Written and Directed by Jonathan Patrick Hughes Produced by Jonathan Patrick Hughes Starring John Seese, Leeana Hergenreder and Chaise Thompkins
Christmas massacre films are awesome! Especially when you are in a vengeful mood. Thus is the theme in the short film, (S)aint Nick (part of the anthology, The 12 Slays of Christmas) which is dedicated to Rob Zombie. Obvious influences depicted.
(S)aint Nick is a terrific stand-alone short as it gets right into the nitty gritty topic of revenge. Billy is a young boy who loves his older sister, Ashley. They have a strong sibling bond, as she reads her little brother the festive bedtime story, “Twas the Night Before Christmas”. And of course, every sweet scene in a horror film, needs a nasty, slimy instigator.
Introducing Horace! (Great villain name!) The filthy, alcoholic, perverted stepfather to Ashley and Billy.
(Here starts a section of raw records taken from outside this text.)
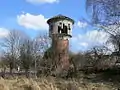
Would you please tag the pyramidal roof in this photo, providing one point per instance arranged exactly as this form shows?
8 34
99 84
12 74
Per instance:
59 17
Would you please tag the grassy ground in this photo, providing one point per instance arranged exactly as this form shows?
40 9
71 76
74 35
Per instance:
51 83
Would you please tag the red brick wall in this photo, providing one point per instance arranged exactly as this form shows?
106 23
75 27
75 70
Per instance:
60 48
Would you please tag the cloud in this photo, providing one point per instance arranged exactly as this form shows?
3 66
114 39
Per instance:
42 1
89 39
3 32
81 24
29 21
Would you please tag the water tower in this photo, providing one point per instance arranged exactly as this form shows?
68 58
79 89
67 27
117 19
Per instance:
60 31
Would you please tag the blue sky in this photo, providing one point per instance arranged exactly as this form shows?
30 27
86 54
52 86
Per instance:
30 16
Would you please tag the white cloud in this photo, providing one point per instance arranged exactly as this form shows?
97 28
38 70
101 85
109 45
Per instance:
89 39
36 22
81 24
84 44
42 1
3 32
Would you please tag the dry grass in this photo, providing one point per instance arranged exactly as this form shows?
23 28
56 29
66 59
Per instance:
51 83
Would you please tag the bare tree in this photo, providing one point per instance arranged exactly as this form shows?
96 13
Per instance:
10 45
26 56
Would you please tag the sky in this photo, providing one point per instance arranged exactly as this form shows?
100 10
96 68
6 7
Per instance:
30 16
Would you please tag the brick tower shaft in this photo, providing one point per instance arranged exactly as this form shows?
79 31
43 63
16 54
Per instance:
61 52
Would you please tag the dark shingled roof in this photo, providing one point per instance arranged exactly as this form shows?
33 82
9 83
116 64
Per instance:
60 17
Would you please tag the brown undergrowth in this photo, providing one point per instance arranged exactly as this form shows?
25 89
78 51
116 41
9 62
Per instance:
51 83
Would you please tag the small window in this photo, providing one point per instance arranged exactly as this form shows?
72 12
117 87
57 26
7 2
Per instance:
60 23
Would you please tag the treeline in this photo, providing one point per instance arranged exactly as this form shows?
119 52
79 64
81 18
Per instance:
21 54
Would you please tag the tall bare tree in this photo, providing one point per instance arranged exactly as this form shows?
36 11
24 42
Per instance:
11 44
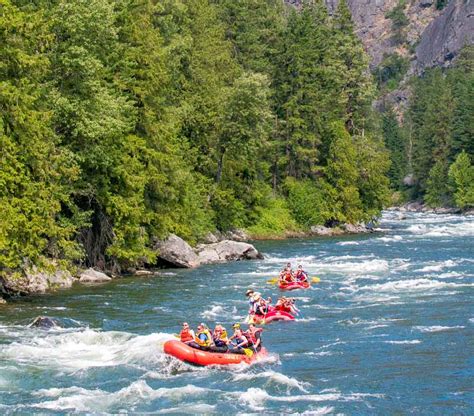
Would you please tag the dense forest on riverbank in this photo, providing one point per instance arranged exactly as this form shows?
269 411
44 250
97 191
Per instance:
432 149
124 121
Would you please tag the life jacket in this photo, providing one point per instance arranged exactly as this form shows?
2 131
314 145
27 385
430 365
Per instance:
185 335
207 342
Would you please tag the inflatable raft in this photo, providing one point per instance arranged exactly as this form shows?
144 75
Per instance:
190 355
272 315
293 285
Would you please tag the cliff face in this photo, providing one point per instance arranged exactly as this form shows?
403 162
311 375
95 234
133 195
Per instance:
439 34
445 35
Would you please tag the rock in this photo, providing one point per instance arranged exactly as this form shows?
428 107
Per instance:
426 3
321 230
93 276
210 238
143 273
443 210
44 322
35 281
177 252
236 235
355 228
446 35
227 250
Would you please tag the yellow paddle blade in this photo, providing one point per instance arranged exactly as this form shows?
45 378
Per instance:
248 352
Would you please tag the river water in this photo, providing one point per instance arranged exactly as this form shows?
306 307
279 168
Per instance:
388 330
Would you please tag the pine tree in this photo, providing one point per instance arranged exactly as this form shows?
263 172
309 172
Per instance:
35 174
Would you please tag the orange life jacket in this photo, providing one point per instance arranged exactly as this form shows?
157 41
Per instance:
185 335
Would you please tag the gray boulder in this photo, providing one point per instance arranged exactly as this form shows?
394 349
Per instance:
93 276
355 228
321 230
227 250
44 322
177 252
35 281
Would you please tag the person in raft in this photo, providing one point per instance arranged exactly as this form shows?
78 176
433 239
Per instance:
220 339
202 340
286 305
261 305
254 336
187 334
238 342
286 275
301 275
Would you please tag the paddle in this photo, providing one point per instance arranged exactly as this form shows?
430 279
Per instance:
276 280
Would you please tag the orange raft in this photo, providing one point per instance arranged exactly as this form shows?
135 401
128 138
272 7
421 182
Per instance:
293 285
190 355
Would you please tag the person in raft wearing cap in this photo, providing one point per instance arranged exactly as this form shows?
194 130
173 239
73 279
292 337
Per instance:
220 339
238 341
Upon listening to the loving kids cuddling and discussing the magical Christmas spirit, Horace spews a load of depraved cruelty into their faces, focusing on his intention of slaying Santa Claus and burying his head next to their dead mother.
Wow, what a Christmas cheer he is! Break out the fruitcake!
While Ashley looks upon her disgraceful stepdad with utter disgust, Billy waits for him to disappear before confessing his Christmas wish…”I want Santa Claus to kill my stepfather and leave him under the tree!” Billy is fine boy. Be like Billy.
(S)aint Nick does not gloss over any deep hidden meanings behind the satisfaction of retribution. Ashley is spoken to as a filler for her mom – a piece of meat for Horace to degrade and play with while Billy is a mere throw away child. Fantastically nasty. We are even treated to a little self-pleasuring act by Horace, while Ashley’s internal demons scream out for retaliation and more importantly – fulfill your brother’s Christmas wish!
The beauty of this short is its simplistically raw and bloody torture display. It is brutal, it is gruesome and well…it is EXTREMELY gratifying! You almost want to jump into the living room and drive a spike through Horace’s face under the mistletoe. But alas, leave it to the children. What a joyous holiday flick!